We’re also presented with another character, Einar (Marius Kolbenstvedt), a lonely man whose interactions with other people are entirely visual, whether he’s surfing Internet porn or peeping at the woman in the apartment across the street. Einar’s adventures in Internet porn, exploring one fetish and than another, are chronicled by Ingrid in hilariously dry voiceover narration.
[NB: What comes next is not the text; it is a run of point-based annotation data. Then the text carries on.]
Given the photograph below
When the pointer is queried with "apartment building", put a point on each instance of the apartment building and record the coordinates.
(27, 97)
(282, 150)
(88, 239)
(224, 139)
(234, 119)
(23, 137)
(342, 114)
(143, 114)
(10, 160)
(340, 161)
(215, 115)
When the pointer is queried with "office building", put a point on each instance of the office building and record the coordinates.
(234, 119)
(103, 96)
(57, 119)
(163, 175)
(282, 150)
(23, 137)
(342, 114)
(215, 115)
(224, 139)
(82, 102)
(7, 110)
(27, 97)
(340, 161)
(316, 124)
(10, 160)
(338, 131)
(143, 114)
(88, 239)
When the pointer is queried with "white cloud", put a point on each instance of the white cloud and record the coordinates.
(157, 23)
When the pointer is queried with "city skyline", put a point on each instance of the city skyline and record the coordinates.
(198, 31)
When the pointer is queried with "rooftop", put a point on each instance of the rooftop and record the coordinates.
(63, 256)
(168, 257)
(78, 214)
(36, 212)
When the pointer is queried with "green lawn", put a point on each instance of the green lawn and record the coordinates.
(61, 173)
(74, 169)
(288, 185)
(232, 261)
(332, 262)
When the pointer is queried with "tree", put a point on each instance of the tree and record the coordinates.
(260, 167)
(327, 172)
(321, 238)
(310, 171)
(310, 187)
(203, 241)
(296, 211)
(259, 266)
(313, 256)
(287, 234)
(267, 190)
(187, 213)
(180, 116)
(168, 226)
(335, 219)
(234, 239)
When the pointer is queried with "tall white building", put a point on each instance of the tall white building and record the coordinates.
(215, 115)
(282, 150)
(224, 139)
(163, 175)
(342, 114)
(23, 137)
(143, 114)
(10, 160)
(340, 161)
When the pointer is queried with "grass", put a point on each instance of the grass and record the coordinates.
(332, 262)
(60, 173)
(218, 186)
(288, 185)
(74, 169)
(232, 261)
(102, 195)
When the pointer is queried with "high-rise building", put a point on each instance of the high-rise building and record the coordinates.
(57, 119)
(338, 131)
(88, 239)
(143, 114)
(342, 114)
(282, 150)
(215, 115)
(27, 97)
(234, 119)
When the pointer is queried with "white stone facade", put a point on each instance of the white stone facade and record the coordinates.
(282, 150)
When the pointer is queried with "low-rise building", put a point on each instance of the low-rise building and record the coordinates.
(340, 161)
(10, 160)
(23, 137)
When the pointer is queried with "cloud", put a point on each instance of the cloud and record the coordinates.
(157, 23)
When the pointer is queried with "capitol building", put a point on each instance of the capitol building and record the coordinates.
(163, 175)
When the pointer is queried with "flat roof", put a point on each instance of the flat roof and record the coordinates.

In a scene that’s emblematic of the film’s playful narrative and shifting perspectives, we watch Einar as he watches the woman across the street, as she slips into a negligee, rubs lotion absent-mindedly on her skin, pads around the apartment. It’s an erotically-charged scene. But later, Vogt replays the same scene from the woman’s perspective — she’s a lonely single mother trying to cope with an unanticipated weekend without her beloved daughter to keep her company.

As the film goes on, the narrative gets more and more fractured — Einar and Morten, old college friends, meet in a coffee shop, but as the camera cuts back and forth sometimes they’re on a train together. Gradually, it becomes clear that Ingrid is not just narrating these encounters — she may be manipulating them as well.

Blind, Sundance Film Festival 2014

While “Blind” is Vogt’s first film as a director, he co-wrote “Reprise” and “Oslo August 31st” with director Joachim Trier, and “Blind” has the unconventional storytelling of the former and the emotional honesty of the latter.  It’s the dance between the two — the heady ideas and the depth of feeling — that make “Blind” such a joy to watch, keeping it from being either an exercise in meta or in pathos.

Instead, it becomes a resonant and sexy film about perception — how we see each others and ourselves, and how easy it is to slip down the rabbit hole of our own misperceptions. For a film called “Blind,” it sees a lot about us.